Pray, Pray, Pray
Hello,
I think an unhealthy amount about what happens when I die. What will my wife and kids miss? What won’t they? Which friends will go on as if nothing happened? What friends will be truly affected? What will people ultimately remember about me? Will I be remembered as an unorganized procrastinator? Will I be remembered as a beloved teacher? Will I be remembered for my temper flare-ups with my children? Will I be remembered for my intentionality with each child? Will I be remembered for missing out on time with my wife and family because I was too busy with the “important things” in life? Will I be remembered for my work ethic and determination? Will I be judged by my strengths or my weaknesses? My victories or my failings?
Maybe you struggle thinking about these things too. I guess I shouldn’t say struggle because a bit of introspection is good, I suppose. Contemplating your legacy is helpful when it encourages you to seize every moment. Reminding ourselves that at any moment we could be taken from this life encourages us to make the most of what we have. My introspection this week has led me to contemplate, "What is the one thing I want to be remembered by if nothing else?" After some thought, my answer is simple…Prayer. I want to preach and teach and write and pastor, but above all those things, I want to pray. As Paul tells the Thssalonians, I want to pray without ceasing. Like he encourages the Colossians, I want to remain steadfast in prayer. This is easier said than done. I can say I want to dedicate my life to prayer, but then I order my life as if prayer has no real place in it. Thinking that I’ll be able to fit it into the margins, what I will really do is relegate prayer to a marginal place. What is silly is I have tasted the goodness of a life in constant prayer, and I have tasted the comparative bitterness of life without constant prayer. Life is so much better, clearer, and more beautiful when in prayer, yet, I don’t set the time aside. When will I get to the point where I can faithfully enact what I know to be good.
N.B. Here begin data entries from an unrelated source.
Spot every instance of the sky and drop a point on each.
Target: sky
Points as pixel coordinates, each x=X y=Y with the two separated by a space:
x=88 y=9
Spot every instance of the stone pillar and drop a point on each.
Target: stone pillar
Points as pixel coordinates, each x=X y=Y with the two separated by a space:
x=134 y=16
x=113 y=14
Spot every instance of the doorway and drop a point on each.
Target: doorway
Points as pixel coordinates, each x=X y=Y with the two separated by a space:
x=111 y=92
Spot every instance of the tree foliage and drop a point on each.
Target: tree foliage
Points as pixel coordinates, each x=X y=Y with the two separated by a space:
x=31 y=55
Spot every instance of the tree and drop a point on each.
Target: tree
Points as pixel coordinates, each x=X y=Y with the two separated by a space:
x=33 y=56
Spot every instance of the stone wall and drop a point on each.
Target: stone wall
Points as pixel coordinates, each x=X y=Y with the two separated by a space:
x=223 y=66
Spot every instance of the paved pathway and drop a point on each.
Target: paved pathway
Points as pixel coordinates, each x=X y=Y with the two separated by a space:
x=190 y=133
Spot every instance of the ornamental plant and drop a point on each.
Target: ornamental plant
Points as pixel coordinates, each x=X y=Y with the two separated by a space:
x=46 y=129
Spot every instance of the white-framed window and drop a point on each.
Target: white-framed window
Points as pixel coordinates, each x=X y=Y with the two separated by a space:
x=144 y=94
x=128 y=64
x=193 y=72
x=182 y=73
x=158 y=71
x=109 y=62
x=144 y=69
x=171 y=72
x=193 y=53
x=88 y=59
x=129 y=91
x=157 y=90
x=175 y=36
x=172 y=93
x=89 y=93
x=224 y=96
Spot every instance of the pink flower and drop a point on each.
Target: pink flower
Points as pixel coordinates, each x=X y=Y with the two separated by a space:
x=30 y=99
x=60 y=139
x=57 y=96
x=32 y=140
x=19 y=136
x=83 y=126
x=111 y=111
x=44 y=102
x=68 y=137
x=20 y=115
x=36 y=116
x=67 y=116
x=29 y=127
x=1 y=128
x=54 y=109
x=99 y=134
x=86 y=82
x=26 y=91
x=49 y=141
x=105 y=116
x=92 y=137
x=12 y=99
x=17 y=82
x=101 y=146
For now, the first step is to remind myself that there is only one way to be remembered for prayer. Only one way to be a prayer warrior for the Lord. It is by just praying. All the time. Praying to start the day, praying in the margins, praying at meals, praying with fasting, praying during quiet time, praying whenever I start a project, praying while I am in the car, pray at bed, pray when I are alone, praying with my wife, praying with my kids, praying with my friends, praying with my co-workers. Just don't ever stop praying. Pray at every moment. With thanksgiving, with praise, with burdens, with sins, with requests, with responsibilities, with things out of my control, with things within my control, with those who need healing, with those who need wisdom, with those who need peace. Take every opportunity I have to bring everything to God. Pray, Pray, Pray. If I am remembered for anything, let it be that everywhere Nathaniel went was covered in prayer. I hope this is the place we all desire to be. Please Lord, let it be so for all of us who desire to be used by you!